Friday, April 06, 2007

The Roman Catholic Church (Contribution)

No institution has exercised a more profound influence on Western civilisation than the Roman Catholic church.

The phenomenal success of The Da Vinci Code attests to the power it continues to wield over minds and imaginations even when it no longer does so over bodies and souls.

Edward Norman's concise, lucid and thought-provoking illustrated history of the Church is therefore welcome and timely.

Norman, a former Dean of Peterhouse, is said, along with his Cambridge colleagues, Maurice Cowling and Roger Scruton, to have provided a philosophical basis for Mrs Thatcher's policies - a charge he vehemently denies.

Despite his reputation as a controversialist, his position here is impeccably orthodox. He is clearly one of those who "believe that the Church as Christ's body on earth participates in its indefectibility".

Since leaving Cambridge, Norman has been Chanc- ellor of York Minister and is currently curate of St James's, Garlickhythe in the City of London. While he remains an Anglican priest, his sympathies are plainly Roman.

He cannot resist wicked digs at his own denomination, as when he describes Montezuma's suggestion to Cortez that Aztec idols should stand on one side of a temple with the cross on the other as an "Anglican-style compromise".

He regards the Roman Catholic church as directly ordained by Christ: "To be a Christian is to be part of the original apostolic tradition conveyed to the world by those appointed by Christ himself."

He has no problem with the doctrine of papal infallibility, which, while accredited since earliest times, was only codified in 1870 during the pontificate of Pius IX.

Norman has boundless sympathy for his subject. This is not the place to look for an account of the decadence of the Borgia popes, still less the controversy over Pius XII's conduct during the Second World War.

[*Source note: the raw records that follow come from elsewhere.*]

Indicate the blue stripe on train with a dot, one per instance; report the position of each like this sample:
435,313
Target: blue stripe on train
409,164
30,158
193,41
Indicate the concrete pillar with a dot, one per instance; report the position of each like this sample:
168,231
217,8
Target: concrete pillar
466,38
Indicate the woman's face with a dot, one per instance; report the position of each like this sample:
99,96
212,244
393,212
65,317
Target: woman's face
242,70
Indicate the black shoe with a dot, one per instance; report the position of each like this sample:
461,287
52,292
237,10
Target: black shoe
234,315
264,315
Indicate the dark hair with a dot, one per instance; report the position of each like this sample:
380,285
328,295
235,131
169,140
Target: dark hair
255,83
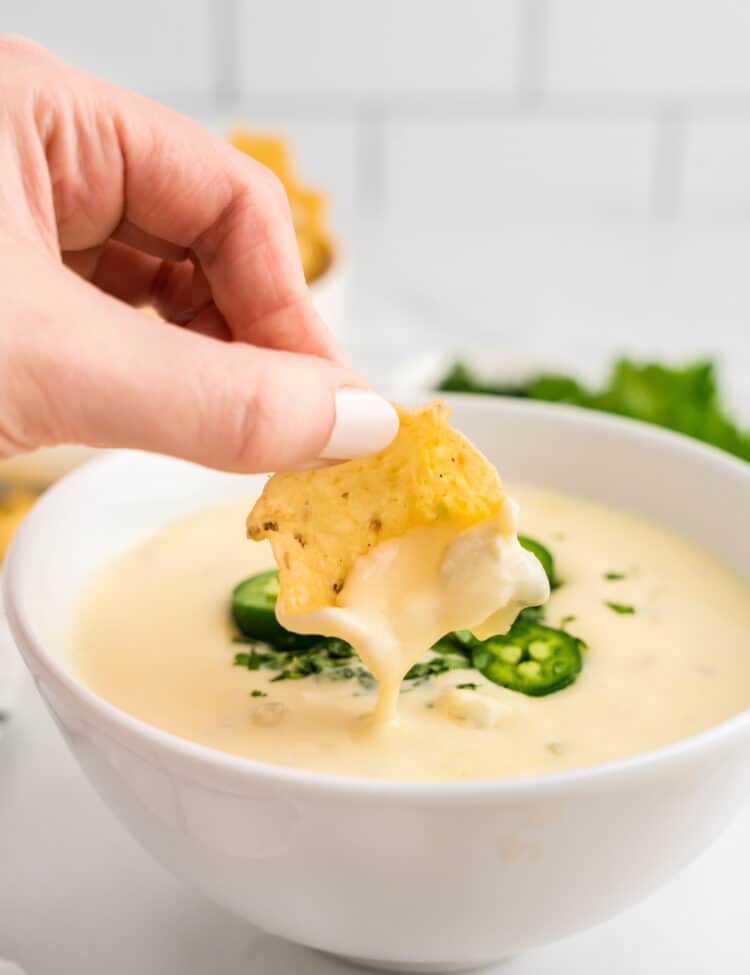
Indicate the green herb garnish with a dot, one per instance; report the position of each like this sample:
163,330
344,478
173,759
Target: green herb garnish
544,555
271,647
685,399
622,608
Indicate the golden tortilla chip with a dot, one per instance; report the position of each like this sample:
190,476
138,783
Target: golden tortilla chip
13,506
319,522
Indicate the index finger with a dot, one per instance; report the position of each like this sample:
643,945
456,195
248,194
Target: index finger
185,191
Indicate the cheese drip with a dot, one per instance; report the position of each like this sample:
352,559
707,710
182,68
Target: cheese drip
406,593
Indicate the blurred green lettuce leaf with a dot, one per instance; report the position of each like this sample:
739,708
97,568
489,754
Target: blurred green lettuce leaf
683,398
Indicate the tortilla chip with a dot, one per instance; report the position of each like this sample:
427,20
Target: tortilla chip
319,522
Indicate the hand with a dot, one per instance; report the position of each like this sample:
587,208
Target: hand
109,201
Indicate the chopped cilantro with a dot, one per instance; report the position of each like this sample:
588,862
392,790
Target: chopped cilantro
622,608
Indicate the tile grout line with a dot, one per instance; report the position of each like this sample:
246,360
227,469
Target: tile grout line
370,170
532,44
224,53
668,164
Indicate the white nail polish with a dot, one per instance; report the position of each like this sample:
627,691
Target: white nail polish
365,423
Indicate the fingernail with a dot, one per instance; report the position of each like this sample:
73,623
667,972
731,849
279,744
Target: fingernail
365,423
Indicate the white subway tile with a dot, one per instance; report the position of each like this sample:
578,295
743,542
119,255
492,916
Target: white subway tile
518,165
717,167
152,46
659,46
355,46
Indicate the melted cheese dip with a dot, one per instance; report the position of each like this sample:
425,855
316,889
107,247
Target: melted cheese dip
406,593
152,636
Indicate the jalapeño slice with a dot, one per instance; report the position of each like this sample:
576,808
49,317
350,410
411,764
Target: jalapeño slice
254,612
530,658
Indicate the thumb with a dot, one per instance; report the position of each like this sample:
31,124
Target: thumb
110,376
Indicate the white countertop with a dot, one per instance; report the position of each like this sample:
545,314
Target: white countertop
78,897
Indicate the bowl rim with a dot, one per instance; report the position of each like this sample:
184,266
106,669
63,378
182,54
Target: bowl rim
333,785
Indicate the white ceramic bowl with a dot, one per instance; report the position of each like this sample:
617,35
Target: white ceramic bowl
415,876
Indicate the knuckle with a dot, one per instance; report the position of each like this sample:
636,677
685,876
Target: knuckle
17,45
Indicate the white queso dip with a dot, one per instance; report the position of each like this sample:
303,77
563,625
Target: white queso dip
664,625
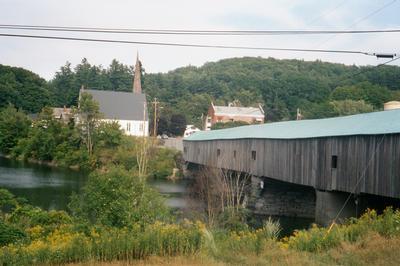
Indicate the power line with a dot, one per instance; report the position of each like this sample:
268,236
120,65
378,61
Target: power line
360,20
191,32
186,44
371,68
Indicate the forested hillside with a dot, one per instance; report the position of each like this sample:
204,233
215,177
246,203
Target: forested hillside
23,89
319,89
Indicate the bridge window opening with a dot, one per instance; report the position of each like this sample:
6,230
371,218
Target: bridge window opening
334,161
253,155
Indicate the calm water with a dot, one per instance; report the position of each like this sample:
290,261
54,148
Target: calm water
50,188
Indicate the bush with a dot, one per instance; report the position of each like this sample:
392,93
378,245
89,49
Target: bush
10,234
107,244
117,197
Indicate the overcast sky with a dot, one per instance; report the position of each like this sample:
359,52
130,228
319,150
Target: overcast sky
46,56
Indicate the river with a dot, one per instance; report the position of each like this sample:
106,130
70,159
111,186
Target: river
50,188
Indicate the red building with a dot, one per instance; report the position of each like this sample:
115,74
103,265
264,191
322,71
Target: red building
231,113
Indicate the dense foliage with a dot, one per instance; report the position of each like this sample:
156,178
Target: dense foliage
281,86
23,89
117,198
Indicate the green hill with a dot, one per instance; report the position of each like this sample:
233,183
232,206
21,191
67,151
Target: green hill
23,89
318,88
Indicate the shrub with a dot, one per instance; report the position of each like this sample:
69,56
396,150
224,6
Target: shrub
118,198
315,239
10,234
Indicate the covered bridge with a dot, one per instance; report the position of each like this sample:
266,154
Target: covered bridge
354,154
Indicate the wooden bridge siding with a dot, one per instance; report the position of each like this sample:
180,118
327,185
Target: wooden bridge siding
308,161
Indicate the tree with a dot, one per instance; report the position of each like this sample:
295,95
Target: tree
373,94
89,115
177,124
117,198
23,89
350,107
14,125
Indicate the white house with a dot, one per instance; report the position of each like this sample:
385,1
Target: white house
129,109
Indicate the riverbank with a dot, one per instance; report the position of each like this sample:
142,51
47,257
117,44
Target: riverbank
374,250
370,240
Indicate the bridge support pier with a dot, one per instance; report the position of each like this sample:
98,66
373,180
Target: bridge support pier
328,205
270,197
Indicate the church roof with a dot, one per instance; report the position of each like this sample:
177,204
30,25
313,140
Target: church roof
120,105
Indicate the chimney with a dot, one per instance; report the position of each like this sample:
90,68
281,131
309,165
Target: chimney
137,85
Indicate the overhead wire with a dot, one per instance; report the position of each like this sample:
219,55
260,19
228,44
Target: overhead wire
353,192
186,44
190,32
360,20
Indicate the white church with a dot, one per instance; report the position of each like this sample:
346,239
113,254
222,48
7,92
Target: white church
129,109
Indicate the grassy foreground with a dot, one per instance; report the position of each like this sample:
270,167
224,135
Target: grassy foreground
370,240
373,250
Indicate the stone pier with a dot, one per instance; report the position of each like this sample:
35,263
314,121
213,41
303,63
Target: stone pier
269,197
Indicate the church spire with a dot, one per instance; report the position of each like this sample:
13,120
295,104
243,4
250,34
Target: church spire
137,85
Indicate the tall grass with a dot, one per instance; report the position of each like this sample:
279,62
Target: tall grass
106,244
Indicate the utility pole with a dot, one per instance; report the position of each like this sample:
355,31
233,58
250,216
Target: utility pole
155,102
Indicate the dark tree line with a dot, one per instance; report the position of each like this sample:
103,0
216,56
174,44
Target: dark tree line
282,86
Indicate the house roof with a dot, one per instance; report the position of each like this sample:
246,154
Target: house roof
238,111
120,105
61,111
376,123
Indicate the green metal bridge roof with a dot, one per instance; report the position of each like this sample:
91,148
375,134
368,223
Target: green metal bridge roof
376,123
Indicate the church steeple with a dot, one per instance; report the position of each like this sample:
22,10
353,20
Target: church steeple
137,85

He even manages to shift the blame for the Inquisition by depicting it as a legacy of the 12th century Islamic heresy courts and insisting that it was far more enlightened than the secular courts of its time.

The book offers a clear chronological history, from the early councils through the growth of monasticism and the schism between East and West (officially in 1054, over an arcane dispute about the Holy Ghost, but it had effectively occurred centuries earlier), to the Reformation and Counter-Reformation.

It shows how the Church's contraction in Europe was matched by an expansion in Asia and the Americas, which revitalised it and made it truly universal.

Norman has no truck with contemporary political correctness. He rightly asks why the Church is asked to apologise for the Crusades while no such demands are made of Islamic bodies regarding their invasion of the Byzantine provinces and Holy Land three centuries earlier.

It was Muslim barbarity and its threat to Christian sites (notoriously, Caliph al-Hakim's destruction of Christ's tomb in 1009) that largely inspired the Crusading ideal.

He is on shakier ground in his account of the Conquistadors. He dismisses the myth of a pre-conquest Golden Age and points out how the missionaries ended mass human sacrifice (just as they later secured the abolition of suttee rites in India).

But, while noting the admirable attempts by religious orders to protect the indigenous people, he makes no mention of the deaths of an estimated 150 million Indians during the 16th and 17th centuries: the greatest genocide in human history and one that took place in the name and, at times, with the connivance, of the Roman Catholic church.

That Church could not wish for a more accomplished apologist than Norman. He offers a sharp, well-argued and witty account (feudalism as "a species of protection racket"; indulgences as "hire-purchase redemption").

He dismisses ecclesiastical and monastic failings as inevitable in institutions run by human beings not by angels (leading to the inevitable question of why those institutions show such little compassion for human frailty).

While admiring Norman's scholarship, it is possible to disagree with his conclusions. I closed the book more convinced than ever that revelation is not to be found in any institution, let alone one that derives its authority from a gospel passage designed to settle a power-struggle in the early church, before turning in relief to Christ's own words that "the Kingdom of God is within you".